Optimal Bilinear Equalizer Beamforming Design for Cell-Free Massive MIMO Networks with Arbitrary Channel Estimators
Zhe Wang, Jiayi Zhang, Hao Lei, Dusit Niyato, Bo Ai
TL;DR
The paper tackles CF mMIMO with arbitrary statistics-based channel estimators over Rician fading, addressing the need for low-complexity beamforming.
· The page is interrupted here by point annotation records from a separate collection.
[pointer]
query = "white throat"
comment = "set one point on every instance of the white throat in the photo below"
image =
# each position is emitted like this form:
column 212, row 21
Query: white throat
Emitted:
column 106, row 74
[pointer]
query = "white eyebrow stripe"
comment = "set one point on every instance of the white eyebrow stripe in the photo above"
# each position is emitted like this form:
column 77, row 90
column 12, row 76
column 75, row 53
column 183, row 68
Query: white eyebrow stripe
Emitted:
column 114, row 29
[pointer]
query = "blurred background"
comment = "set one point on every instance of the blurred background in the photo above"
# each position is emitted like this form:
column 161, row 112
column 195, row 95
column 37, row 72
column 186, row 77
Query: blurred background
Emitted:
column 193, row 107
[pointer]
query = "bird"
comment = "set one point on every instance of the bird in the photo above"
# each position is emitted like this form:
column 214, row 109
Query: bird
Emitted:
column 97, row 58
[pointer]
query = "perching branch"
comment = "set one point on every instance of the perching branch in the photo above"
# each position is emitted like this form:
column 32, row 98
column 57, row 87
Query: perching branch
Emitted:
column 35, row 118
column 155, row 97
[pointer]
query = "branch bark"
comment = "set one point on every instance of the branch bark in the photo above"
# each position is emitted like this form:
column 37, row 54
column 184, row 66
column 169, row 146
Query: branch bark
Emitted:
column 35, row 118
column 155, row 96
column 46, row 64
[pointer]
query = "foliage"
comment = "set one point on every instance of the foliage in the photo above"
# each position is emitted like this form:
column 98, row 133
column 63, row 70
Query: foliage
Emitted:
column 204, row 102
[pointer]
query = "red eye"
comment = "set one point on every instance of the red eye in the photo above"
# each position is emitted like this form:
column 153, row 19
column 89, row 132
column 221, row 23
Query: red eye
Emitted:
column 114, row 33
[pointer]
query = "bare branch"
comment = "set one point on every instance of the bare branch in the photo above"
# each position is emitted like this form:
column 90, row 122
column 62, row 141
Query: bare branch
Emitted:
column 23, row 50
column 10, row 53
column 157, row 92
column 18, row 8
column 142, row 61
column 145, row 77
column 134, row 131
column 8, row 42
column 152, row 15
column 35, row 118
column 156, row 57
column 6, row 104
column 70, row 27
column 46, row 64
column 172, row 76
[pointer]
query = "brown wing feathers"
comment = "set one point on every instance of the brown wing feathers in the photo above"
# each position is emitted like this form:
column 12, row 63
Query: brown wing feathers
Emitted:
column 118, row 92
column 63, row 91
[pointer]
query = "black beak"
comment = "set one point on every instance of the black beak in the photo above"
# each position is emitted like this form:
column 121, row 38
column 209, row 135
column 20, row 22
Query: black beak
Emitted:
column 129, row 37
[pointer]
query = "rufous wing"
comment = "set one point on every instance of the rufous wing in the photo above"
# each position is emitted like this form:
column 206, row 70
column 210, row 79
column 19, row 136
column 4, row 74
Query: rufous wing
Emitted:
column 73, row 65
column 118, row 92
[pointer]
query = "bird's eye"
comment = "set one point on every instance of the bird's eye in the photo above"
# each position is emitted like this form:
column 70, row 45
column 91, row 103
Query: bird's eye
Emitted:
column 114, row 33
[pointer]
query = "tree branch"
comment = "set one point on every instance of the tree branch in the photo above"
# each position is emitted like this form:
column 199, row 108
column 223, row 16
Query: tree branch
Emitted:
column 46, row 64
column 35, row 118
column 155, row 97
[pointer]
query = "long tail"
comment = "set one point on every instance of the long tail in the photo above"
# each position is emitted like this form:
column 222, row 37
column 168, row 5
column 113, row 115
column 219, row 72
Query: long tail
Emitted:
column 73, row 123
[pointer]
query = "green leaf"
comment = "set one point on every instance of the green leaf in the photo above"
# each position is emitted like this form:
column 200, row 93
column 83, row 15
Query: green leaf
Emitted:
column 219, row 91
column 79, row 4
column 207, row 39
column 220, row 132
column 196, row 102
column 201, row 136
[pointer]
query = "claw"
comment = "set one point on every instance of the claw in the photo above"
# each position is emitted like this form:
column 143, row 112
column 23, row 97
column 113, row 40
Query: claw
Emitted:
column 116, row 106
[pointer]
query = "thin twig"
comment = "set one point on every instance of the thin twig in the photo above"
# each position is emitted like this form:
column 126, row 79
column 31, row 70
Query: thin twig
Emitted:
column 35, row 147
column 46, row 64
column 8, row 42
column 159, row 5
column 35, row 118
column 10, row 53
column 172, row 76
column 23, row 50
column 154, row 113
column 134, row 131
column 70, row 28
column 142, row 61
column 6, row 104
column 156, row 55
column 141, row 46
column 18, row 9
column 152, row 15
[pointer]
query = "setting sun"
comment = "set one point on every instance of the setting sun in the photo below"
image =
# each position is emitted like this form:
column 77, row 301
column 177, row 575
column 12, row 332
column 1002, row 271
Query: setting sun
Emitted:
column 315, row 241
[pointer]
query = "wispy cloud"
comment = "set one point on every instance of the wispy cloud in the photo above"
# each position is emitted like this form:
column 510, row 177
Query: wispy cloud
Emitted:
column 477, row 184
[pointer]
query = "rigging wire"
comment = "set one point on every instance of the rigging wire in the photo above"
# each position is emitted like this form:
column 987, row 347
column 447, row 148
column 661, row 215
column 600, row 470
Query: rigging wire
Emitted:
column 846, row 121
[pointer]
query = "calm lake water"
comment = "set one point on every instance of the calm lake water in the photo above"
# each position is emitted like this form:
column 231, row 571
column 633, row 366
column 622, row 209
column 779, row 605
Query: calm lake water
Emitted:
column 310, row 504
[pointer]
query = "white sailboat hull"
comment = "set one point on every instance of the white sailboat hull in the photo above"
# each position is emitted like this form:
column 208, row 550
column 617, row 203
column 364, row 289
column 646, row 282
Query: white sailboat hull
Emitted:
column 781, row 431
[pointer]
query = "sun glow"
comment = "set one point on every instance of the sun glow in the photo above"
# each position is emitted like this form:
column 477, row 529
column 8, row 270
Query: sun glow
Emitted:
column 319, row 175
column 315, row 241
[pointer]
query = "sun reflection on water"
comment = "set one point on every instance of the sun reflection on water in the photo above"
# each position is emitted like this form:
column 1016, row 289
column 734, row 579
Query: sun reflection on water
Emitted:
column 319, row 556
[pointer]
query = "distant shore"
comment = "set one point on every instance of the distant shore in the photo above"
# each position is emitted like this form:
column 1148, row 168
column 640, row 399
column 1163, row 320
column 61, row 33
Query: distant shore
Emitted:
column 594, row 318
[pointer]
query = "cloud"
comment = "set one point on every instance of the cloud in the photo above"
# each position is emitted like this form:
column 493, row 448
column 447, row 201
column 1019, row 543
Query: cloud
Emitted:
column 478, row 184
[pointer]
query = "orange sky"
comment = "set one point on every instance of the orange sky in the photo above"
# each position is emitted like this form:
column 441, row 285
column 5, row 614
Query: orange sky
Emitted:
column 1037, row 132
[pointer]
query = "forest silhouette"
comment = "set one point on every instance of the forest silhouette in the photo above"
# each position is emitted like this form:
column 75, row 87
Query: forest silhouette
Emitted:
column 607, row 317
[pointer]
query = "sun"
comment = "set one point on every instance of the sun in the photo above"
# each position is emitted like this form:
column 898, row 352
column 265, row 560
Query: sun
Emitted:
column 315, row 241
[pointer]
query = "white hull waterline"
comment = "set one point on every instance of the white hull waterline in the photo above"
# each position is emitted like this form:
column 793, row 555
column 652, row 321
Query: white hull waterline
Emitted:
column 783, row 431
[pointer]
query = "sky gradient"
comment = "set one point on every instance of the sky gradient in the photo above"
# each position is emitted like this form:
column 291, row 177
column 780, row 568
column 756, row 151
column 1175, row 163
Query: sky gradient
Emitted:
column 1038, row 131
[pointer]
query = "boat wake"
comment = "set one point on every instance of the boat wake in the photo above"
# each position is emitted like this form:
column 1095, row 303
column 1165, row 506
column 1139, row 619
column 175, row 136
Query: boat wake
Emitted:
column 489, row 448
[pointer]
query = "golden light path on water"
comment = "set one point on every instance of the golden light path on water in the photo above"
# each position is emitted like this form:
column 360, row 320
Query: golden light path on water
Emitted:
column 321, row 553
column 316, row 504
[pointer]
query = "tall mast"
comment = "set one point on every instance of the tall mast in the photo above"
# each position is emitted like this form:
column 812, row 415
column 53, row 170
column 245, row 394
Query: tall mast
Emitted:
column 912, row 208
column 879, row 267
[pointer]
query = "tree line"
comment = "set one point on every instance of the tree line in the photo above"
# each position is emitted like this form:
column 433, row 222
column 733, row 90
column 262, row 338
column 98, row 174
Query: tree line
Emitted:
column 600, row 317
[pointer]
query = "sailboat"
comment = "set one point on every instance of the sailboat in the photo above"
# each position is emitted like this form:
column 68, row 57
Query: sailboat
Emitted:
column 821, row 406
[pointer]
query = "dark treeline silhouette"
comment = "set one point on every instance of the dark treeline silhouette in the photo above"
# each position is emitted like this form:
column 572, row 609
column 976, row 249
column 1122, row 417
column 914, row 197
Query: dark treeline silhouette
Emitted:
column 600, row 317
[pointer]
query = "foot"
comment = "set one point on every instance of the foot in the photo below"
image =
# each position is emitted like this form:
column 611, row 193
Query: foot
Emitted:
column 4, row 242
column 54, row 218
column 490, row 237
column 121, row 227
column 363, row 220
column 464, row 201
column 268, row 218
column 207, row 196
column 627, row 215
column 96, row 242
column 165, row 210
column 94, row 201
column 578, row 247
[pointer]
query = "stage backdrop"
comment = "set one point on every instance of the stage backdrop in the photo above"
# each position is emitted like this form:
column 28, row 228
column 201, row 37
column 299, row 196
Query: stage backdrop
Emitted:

It develops an optimal bilinear equalizer (OBE) framework that uses combining/precoding matrices derived from channel statistics rather than instantaneous CSI, and derives closed-form UL and DL spectral efficiency expressions under this framework. A central contribution is the distributed OBE design that yields explicit optimal weights and SINR expressions, along with DL BE precoding inspired by UL OBE, all applicable to multi-antenna APs and pilot-contaminated scenarios. The results show that OBE beamforming outperforms conventional schemes (e.g., LMMSE, LRZF) and, in Rayleigh fading, the UL SE with OBE is largely independent of the chosen channel estimator, with practical implications for reducing estimation complexity in CF mMIMO systems.
Abstract
This paper studies the distributed optimal bilinear equalizer (OBE) beamforming design for both the uplink and downlink cell-free massive multiple-input multiple-output networks. We consider arbitrary statistics-based channel estimators over spatially correlated Rician fading channels. In the uplink, we derive the achievable spectral efficiency (SE) performance and OBE combining schemes with arbitrary statistics-based channel estimators and compute their respective closed-form expressions. It is insightful to explore that the achievable SE performance is not dependent on the choice of channel estimator when OBE combining schemes are applied over Rayleigh channels. In the downlink, we derive the achievable SE performance expressions with BE precoding schemes and arbitrary statistics-based channel estimators utilized and compute them in closed form. Then, we obtain the OBE precoding scheme leveraging insights from uplink OBE combining schemes.